Fast-forward to Goldberg's blog post of last week and its generally unhinged rah-rah tone (Gawker's Valleywag called it a "Jerry Maguire memo"). It was stuffed with tech-conference-ready soundbites like, "We're actually doing the hard work of building a company now. We're figuring shit out" -- which only made me think: What the hell were you doing before?
And, "If you're really into startups, this is the fun time. This is the time you earn it and learn it." If reading that doesn't make you want to shout "Oh, shut the fuck up!" then you're a better person than I.
The simple, blunt, painful truth is that Fab.com spent way too much money for way too long chasing after growth (advertising and marketing expenses, for starters, were nutso), all while hemorrhaging investors' money.
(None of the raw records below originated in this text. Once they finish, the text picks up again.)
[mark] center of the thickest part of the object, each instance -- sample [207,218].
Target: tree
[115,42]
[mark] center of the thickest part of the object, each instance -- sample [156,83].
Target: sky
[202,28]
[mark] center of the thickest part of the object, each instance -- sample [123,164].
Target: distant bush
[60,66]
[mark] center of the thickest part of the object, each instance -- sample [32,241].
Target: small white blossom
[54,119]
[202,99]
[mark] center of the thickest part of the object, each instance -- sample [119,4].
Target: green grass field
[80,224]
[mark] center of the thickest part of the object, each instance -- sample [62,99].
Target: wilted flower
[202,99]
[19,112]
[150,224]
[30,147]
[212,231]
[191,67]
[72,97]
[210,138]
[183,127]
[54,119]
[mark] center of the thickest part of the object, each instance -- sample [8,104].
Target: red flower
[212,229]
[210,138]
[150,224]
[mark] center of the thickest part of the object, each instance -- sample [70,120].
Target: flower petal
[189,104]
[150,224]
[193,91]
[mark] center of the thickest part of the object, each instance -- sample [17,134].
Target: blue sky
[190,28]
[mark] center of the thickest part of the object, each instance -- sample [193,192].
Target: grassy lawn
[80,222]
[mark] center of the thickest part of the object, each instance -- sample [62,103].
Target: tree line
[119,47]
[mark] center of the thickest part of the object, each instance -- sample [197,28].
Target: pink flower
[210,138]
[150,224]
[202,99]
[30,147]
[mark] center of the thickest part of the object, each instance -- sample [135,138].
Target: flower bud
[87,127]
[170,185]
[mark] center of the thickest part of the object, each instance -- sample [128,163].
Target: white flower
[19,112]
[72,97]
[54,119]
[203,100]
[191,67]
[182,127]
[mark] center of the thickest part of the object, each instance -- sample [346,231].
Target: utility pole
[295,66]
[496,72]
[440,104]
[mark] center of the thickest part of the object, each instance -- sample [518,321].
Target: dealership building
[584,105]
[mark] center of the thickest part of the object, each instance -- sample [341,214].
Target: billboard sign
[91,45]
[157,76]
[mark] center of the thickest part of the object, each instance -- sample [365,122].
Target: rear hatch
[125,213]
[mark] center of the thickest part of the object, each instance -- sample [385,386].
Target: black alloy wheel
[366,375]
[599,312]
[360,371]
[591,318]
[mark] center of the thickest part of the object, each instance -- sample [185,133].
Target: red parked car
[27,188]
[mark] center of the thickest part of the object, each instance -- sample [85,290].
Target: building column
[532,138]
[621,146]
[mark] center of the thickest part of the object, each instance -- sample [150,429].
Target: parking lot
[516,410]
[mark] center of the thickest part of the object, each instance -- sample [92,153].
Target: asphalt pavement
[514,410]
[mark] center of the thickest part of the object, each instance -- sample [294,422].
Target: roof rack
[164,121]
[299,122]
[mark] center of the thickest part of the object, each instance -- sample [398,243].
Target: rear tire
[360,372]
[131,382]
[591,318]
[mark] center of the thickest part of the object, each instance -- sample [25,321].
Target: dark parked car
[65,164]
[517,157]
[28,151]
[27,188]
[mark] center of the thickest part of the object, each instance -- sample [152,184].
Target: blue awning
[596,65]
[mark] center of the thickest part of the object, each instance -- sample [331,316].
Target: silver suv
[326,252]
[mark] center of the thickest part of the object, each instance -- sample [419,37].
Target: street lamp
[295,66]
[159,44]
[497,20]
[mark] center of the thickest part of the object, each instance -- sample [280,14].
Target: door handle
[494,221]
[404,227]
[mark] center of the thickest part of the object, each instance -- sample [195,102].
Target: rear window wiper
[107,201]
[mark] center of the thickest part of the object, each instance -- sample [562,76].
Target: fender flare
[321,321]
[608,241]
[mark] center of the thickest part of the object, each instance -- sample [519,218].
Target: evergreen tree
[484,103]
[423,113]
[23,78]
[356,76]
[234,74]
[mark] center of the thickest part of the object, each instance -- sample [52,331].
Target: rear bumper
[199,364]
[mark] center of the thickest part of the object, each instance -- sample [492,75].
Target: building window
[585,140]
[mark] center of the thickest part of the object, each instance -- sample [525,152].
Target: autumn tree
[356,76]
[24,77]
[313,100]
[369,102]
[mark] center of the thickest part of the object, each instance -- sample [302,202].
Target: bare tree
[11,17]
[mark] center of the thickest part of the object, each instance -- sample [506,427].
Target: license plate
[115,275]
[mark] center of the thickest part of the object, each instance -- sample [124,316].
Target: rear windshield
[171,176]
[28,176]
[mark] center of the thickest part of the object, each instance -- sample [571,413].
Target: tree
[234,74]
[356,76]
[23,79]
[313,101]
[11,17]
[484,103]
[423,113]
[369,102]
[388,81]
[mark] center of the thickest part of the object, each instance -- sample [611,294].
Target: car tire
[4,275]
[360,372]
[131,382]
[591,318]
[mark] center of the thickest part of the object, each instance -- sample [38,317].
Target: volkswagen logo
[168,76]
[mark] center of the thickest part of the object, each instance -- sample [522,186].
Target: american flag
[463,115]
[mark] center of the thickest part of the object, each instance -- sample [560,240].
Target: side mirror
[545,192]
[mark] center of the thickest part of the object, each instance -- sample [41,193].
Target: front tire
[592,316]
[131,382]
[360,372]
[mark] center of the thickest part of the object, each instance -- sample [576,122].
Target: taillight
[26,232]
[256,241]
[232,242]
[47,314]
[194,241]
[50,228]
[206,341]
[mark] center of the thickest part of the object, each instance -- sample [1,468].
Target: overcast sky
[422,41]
Or, as Goldberg put it in his blog post, "Back in 2012 and 2013 when Fab was a rocket ship, we didn't stop and figure things out. We just focused on growth. Grow now, figure it out later." Fab's backers famously included Ashton Kutcher and Guy Oseary, not to mention VC firm Andreessen Horowitz, which should have known better.
Fab, in its go-go years, got to do what it did because of -- let's get real here -- hubristic denial and delusion.
These can be serious, life-threatening conditions for a startup, but the sad reality is that most entrepreneurs, at least in tech, don't seek treatment until it's too late.
That's why I'm doing a pivot.
With prominent hedge-fund manager David Einhorn declaring last week in a letter to investors that "there is a clear consensus that we are witnessing our second tech bubble in 15 years," I've decided that it's time for me to move on from tech … to pharma.
The flagship product from my pharmaceutical launch is something I'm calling Launchiprex, for the treatment of chronic denial and delusion -- aka tech-startup-itis.
It's a brilliant idea -- how could it not be? I'm brilliant -- and I'm going to strap it to a rocket ship and use social and mobile to help market it. And probably some real-time tech, storytelling, wearables, cloud computing and big data, too. And engagement. And selfies -- definitely some selfies.
Granted, I don't know much about prescription drugs or the pharmaceutical sector overall, but I know a hot market niche when I see one, and I figure I can, you know, figure it out later.
By the way, screw Ashton Kutcher and Guy Oseary and Andreessen Horowitz. I'm gonna Kickstarter this bitch!